E2016. Cross-Check QA: Rapid Detection and Notification System Eliminates Discordance Between Radiologist and Artificial Intelligence-Based Output
UMass Memorial Medical Center
UMass Memorial Medical Center
The objective of this study was to eliminate inadvertent discordance between radiologist interpretation and artificial intelligence-based decision support system (AI DSS) interpretation of CT scans.

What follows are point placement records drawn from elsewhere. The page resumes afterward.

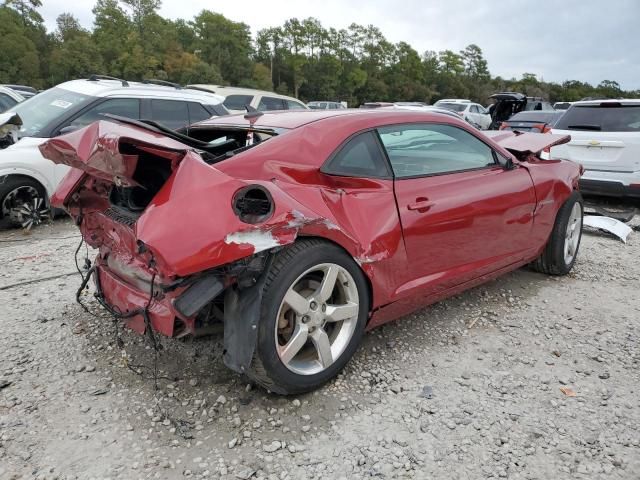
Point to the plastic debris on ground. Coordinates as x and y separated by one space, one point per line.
608 224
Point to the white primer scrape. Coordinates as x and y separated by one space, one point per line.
260 239
609 224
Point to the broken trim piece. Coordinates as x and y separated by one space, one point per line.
608 224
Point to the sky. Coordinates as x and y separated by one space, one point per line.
588 40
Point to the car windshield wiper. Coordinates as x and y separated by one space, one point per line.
585 127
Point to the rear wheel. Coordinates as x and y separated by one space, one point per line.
23 202
315 306
560 253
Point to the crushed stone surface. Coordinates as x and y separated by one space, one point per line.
526 377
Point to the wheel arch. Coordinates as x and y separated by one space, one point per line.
30 174
347 251
4 177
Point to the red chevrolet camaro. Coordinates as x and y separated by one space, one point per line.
300 230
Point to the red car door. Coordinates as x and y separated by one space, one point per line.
463 215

We implement a natural language processing (NLP)-based “safety net” discrepancy detection and notification system to identify when a radiology report impression is discordant with a high probability alert generated by AI DSS for the detection of intracranial hemorrhage (ICH), cervical spine fracture, or pulmonary embolus (PE) on CT.
Materials and Methods:
This retrospective study included all consecutive adult CT scans performed over a 15-month period from February 27, 2020–May 22, 2021 at our institution; 29,403 noncontrast head CTs (NCCT), 9697 non-contrast cervical spine CTs, and 7902 CT chest pulmonary angiograms (CTPA) were analyzed using an FDA-approved AI DSS (Aidoc, Tel Aviv, Israel) for the detection of ICH, cervical spine fracture, and PE, respectively. AI DSS notifications were available to the interpreting radiologist but not always reviewed. In near real time, the finalized radiologist reports for CT scans that were flagged as high probability positives by AI DSS were analyzed using NLP-based software to assess concordance. On detection of a discrepancy (i.e., NCCT flagged as high probability for ICH by AI DSS but interpreted as normal by the radiologist), an email notification was generated and sent to the interpreting radiologist, division chief, and radiologist leadership on-call. If needed, addenda were placed on radiology reports after being re-reviewed by the interpreting radiologist (and/or division chief/radiologist leadership on-call) based on the cross-check notification.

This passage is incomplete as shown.